De fait on assiste à la mise en place d’un double système de monopole, par les brevets d’une part et via les procédures d’autorisation de mise sur le marché d’autre part.

En ce moment même des négociations entre le Maroc et les Etats-Unis arrivent à leur terme. Le volet relatif à la propriété intellectuelle va clairement à l’encontre de la déclaration « Santé publique et propriété intellectuelle » de Doha et contient des dispositions visant à un renforcement de la protection de la propriété intellectuelle au delà des standards exigés par l’OMC. Ce pays qui prévoyait la mise en place d’une Assurance Maladie Obligatoire début 2005, dans le but d’assurer l’accès à la santé et aux médicaments au plus grand nombre, devra au contraire, s’il accepte cet accord, revoir à la baisse les perspectives d’accès aux médicaments sur son territoire, alors que parallèlement l’industrie pharmaceutique nationale actuellement la second industrie pharmaceutique en Afrique sera rapidement réduite à néant.

Cette situation particulièrement scandaleuse soulève plusieurs questions :

 La mise en oeuvre de ce type de réglementations réduira à néant les efforts internationaux faits pour protéger la santé des populations.

 Entravant la production et la commercialisation de produits génériques, elle aura pour effet de condamner des centaines de millions de malades qui ne sont pas en mesure de payer le prix des médicaments dont ils ont besoin.

 L’attitude des Etats-Unis dans le cadre de ces négociations constitue une trahison des engagements qu’ils ont eux-mêmes pris, à l’instar de l’ensemble des pays membres de l’OMC, à Doha.
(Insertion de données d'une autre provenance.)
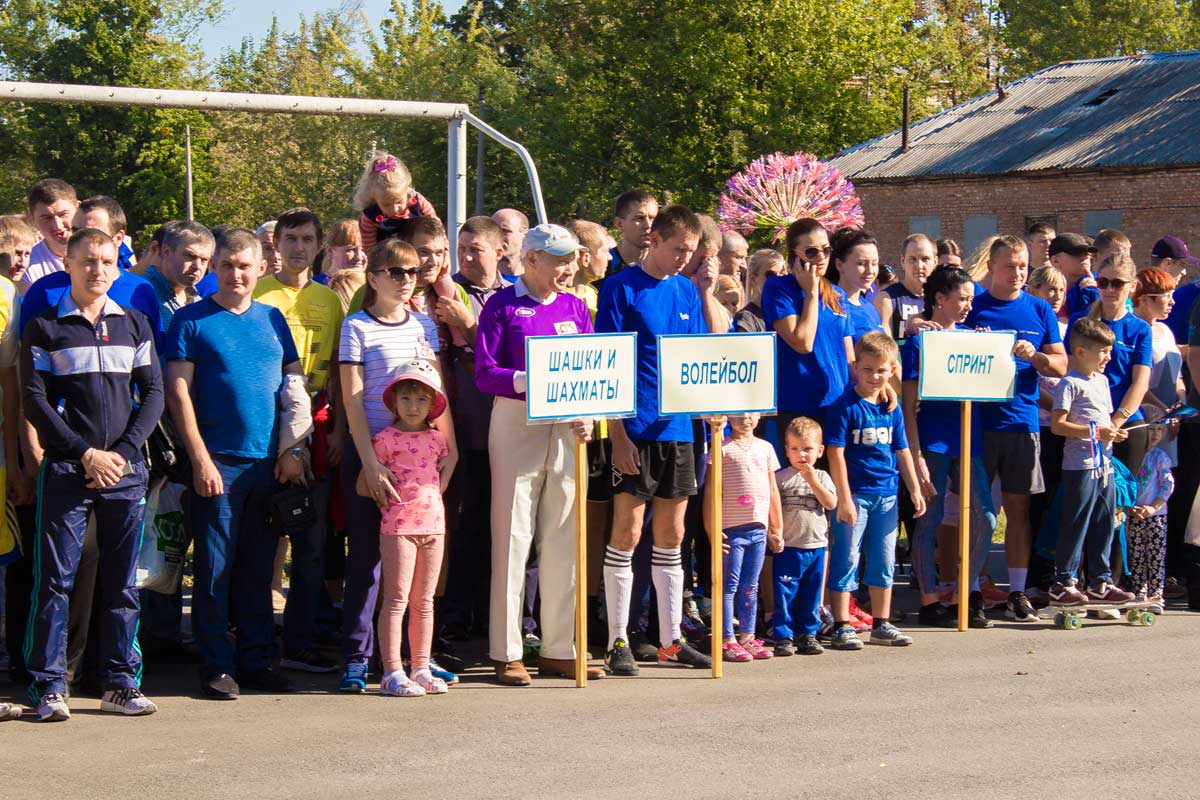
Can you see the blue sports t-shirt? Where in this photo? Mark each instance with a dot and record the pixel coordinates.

 Plus encore qu’à l’OMC, l’inégalité flagrante dans les rapports de négociation entre les Etats- Unis et les pays avec lesquels ils conclues ces accords, ne peut qu’être le garant de l’inéquité de ces accords .

 Jusqu’à ce jour les institutions internationales et notamment celles en charge de la santé dans le monde s’en sont tenues à un silence total sur ce sujet, ce alors qu’on peut déjà avec certitude prévoir une catastrophe sanitaire sans précédent.

C’est pourquoi, nous nous permettons de vous saisir sur ce sujet.

Il est absolument indispensable et urgent que l’OMS dispense de façon pro-active assistance technique et conseil aux pays en négociation. La plupart de ces pays sont en train de mettre en oeuvre les réglementations internationales de l’OMC en matière de propriété intellectuelle et n’en verront les effets que dans les années à venir. Dans ces conditions l’accès à toute les informations disponibles et utiles, pour le cas échéant obtenir l’exclusion les produits de santé des accords bilatéraux ou régionaux, est indispensable.

En outre, nous pensons qu’il est du devoir de l’OMS d’alerter l’opinion publique sur la gravité de la situation et de jouer son rôle d’expertise afin d’amener l’ensemble de ses pays membres à écarter de leurs politiques les mesures meurtrières qui se développent actuellement. En vous remerciant par avance de l’attention que vous voudrez bien porter à notre alerte et dans l’attente d’une réponse rapide de votre part,

Veuillez, Monsieur le Directeur Général, recevoir nos sentiments les plus respectueux,


[1Organisation Mondiale du Commerce, Conférence Ministérielle, Quatrième Session, Doha, 9-14 novembre 2001, Déclaration sur l’accord sur les ADPIC et la santé publique.